Steven Spielberg talks about ‘Lincoln’ and finding the man inside the monument

By Ann Hornaday,November 08, 2012

Steven Spielberg was a little boy, around 6 years old, on a trip to Washington with his uncle when he first visited the Lincoln Memorial.

“I was terrified because I looked up and it was a huge giant sitting in a big, huge chair,” Spielberg recalled recently. “I was so afraid, I couldn’t look at his face. I just looked at the hands and kept pulling at my uncle to get me out of there.”

With “Lincoln,” his movie about Abraham Lincoln that opens Friday, Spielberg tackles the daunting task of transforming the monument into a man. The film, which stars Daniel Day-Lewis in the title role, traces the months immediately after Lincoln’s reelection in 1864, when he focused on passing the 13th Amendment to the Constitution, abolishing slavery. As he tussles with recalcitrant lawmakers and his Cabinet — all the while grieving for his late son Willie, grappling with wife Mary’s mood swings and carrying the burden of prolonging the Civil War in order to gain lasting political change — the leader who emerges in “Lincoln” is far from a blemish-free paragon. Rather, he emerges as a complicated, even contradictory figure: wise and wily, manipulative and melancholy, formidable and vulnerable, warm and abstracted — and, perhaps most surprising of all, every bit as bare-knuckled a Washington player as any K Street power broker walking the halls of Congress today.

“I think the reason we had such an easy time talking about Lincoln and sharing a vision of Lincoln is that we both agree so deeply [that he] was an in­cred­ibly dextrous walker of tightropes,” said “Lincoln” screenwriter Tony Kushner, who joined Spielberg in the director’s New York office to talk about the film. Lincoln, he added, was “by leagues the best of any political leader in any era I can think of, somebody who over and over again managed to work his way through in­cred­ibly dangerous straits and arrive at the destination he was aiming for in the first place.”

The portrait of Lincoln that Spielberg presents — in a film that often plays like a tense, high-spirited political thriller as influence is peddled behind the scenes and votes come down to the wire — will no doubt surprise viewers raised on a more staid version of the Great Man. So, too, will the fact that he was surpassingly funny, continuously regaling colleagues, private secretaries, telegraph operators, constituents — indeed, anyone who would listen — with witty, occasionally ribald, yarns. It’s a persona that struck a familiar chord with author Doris Kearns Goodwin, whose book “Team of Rivals” Spielberg optioned in 2005.

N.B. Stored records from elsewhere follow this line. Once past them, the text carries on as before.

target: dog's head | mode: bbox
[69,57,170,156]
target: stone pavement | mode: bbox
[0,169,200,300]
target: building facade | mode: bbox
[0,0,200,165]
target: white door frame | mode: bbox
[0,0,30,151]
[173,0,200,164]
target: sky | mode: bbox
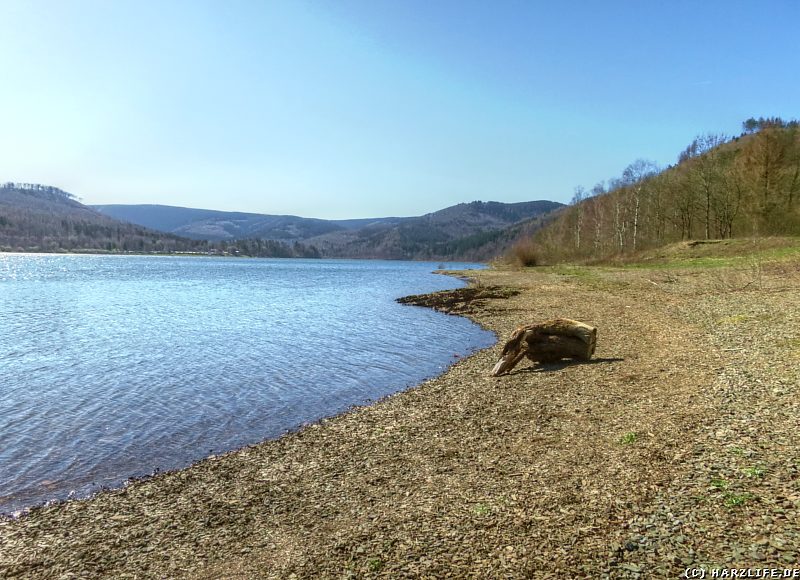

“I said to Tony, ‘You’ve got to get Ethan Allen in there,’ ” Goodwin said. She’s referring to one of the film’s more startling and delightful episodes, when the president tells an off-color joke involving the Revolutionary War hero, George Washington and an outhouse. When Goodwin started her book in 1996, she said, “I knew him as a statesman and an icon and from those incredible speeches. But I didn’t realize what a political genius he was, how he dealt with human beings, which is what a politician is — loving politics and making deals — and his humor and his storytelling. . . . I’m always asked, if you could have dinner with Lincoln, what would you ask him? I know I’m supposed to ask what he would do differently about Reconstruction, but I know I’d ask him just to tell stories.” It’s that Lincoln that Kushner, Spielberg and Day-Lewis have captured, Goodwin said. “I’ve missed him, and now he’s back again.”

Hollywood has long harbored a fascination with the 16th president, most memorably in Henry Fonda’s depiction of him in John Ford’s “Young Mr. Lincoln” and D.W. Griffith’s 1930 biopic, which redefined the notion of artistic license by depicting Lincoln (played by Walter Huston) delivering a mash-up of the Gettysburg Address and his second inaugural — just before taking his seat at Ford’s Theatre on April 14, 1865. Just this year, audiences got to see Lincoln as a demon-slaying superhero in the playfully revisionist “Abraham Lincoln: Vampire Hunter.”

“Lincoln” takes no such liberties. While engaging in some of the compression and conjecture that mark any enterprise in historical fiction, the film tacks closely to the established record, including a piquant third-act reveal that will surely send curious audiences to Google for more information. (Kushner and Goodwin both say the scene is well-founded in what has long been assumed from what records exist.)

“A film is a huge, huge thing,” Kushner said of the power of cinema to shape a dominant version of history. “And a film can do damage. I mean, ‘The Birth of a Nation’ or ‘Gone With the Wind’ helped support a reading of the Civil War that I think is hugely historically erroneous in a particularly dreadful way. So there’s a responsibility that you have.”